1. 1.1 Déposée en temps utile (art. 17 al. 2 LP) et dans les formes prévues par la loi (art. 9 al. 1 et 2 LALP; art. 65 al. 1 et 2 LPA, applicables par renvoi de l'art. 9 al. 4 LALP), auprès de l'autorité compétente pour en connaître (art. 6 al. 1 et 3 LALP; art. 17 al. 1 LP), à l'encontre d'une mesure de l'Office (art. 17 al. 1 LP), la plainte est a priori recevable.

1.2 La qualité pour porter plainte selon l'art. 17 LP – condition de recevabilité devant être examinée d'office (GILLIERON, Commentaire de la loi fédérale sur la poursuite pour dettes et la faillite, n° 140 ad art. 17 LP) – est reconnue à toute personne lésée ou exposée à l'être dans ses intérêts juridiquement protégés, ou à tout le moins atteinte dans ses intérêts de fait, par une mesure ou une omission d'un organe de la poursuite. Les créanciers et les débiteurs ont, de manière générale, le droit de se plaindre de ce que les actes de l'administration de la faillite n'ont pas été accomplis conformément à la loi. En revanche, les tiers à la procédure d'exécution forcée n'ont en principe pas la qualité pour former une plainte, à moins qu'un acte de poursuite ne leur soit directement préjudiciable.
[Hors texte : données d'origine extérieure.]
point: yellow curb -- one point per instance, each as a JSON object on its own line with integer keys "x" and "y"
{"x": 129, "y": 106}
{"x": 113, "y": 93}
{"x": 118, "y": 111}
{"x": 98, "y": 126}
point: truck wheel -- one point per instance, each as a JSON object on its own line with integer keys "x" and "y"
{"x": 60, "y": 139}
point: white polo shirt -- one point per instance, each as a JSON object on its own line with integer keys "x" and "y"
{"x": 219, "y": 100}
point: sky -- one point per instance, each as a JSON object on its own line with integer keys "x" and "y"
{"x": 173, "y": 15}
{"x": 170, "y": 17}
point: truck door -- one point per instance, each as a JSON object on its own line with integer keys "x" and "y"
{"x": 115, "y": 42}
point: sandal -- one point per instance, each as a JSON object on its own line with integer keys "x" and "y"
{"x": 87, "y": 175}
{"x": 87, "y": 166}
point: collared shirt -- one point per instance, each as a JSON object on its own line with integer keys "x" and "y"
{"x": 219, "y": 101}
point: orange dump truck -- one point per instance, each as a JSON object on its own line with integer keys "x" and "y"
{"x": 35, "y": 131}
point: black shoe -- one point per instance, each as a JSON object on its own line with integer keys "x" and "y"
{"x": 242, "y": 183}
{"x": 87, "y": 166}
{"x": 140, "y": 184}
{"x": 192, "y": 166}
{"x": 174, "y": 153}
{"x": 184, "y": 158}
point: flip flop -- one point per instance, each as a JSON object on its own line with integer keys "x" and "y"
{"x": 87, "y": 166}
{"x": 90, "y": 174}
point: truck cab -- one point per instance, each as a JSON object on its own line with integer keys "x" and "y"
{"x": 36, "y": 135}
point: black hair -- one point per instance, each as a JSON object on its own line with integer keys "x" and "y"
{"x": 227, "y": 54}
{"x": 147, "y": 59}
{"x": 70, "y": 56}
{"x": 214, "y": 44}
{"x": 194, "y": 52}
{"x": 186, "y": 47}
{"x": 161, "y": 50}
Le plaignant doit dans tous les cas poursuivre un but concret; il doit être matériellement lésé par les effets de la décision attaquée et avoir un intérêt digne de protection à sa modification ou à son annulation (ATF 139 III 384 consid. 2.1; 138 III 628 consid. 4; 138 III 219 consid. 2.3; 129 III 595 consid. 3, JdT 2004 II 96; 120 III 42 consid. 3; arrêts du Tribunal fédéral 5A_48/2022 du 10 mai 2022 consid. 4.2.1; 5A_483/2012 du 23 août 2012 consid. 5.3.1).

1.3 La qualité pour agir et la compétence de la Chambre de céans seront examinées ci-après en tant que besoin en lien avec les différents griefs invoqués par la plaignante.

2. A______ est expressément mentionnée dans la plainte en qualité de plaignante. Il n'est jamais fait mention de C______ LTD en cette qualité.

Suite à l'ordonnance sur effet suspensif rendue par la Chambre de céans, la plaignante a soutenu qu'elle n'agissait pas que pour elle-même, mais également pour C______ LTD. A l'appui, elle invoque un passage de la plainte, situé dans le chapitre "recevabilité", dans lequel elle dit agir "en qualité de représentante de la société faillie". Il n'en demeure pas moins que, dans l'argumentation qui suit cette affirmation – laquelle peut au demeurant être comprise de diverses manières –, A______ développe une argumentation exclusivement orientée sur la préservation de ses propres intérêts et non ceux de la faillie, puisque seul son nom apparaît dans le texte et non pas celui de C______ LTD (cf. le texte de la plainte retranscrit supra sous attendu B.a), de sorte que cette prétendue extension de la qualité de plaignante à C______ LTD est sans portée, même en interprétant largement les termes de la plainte.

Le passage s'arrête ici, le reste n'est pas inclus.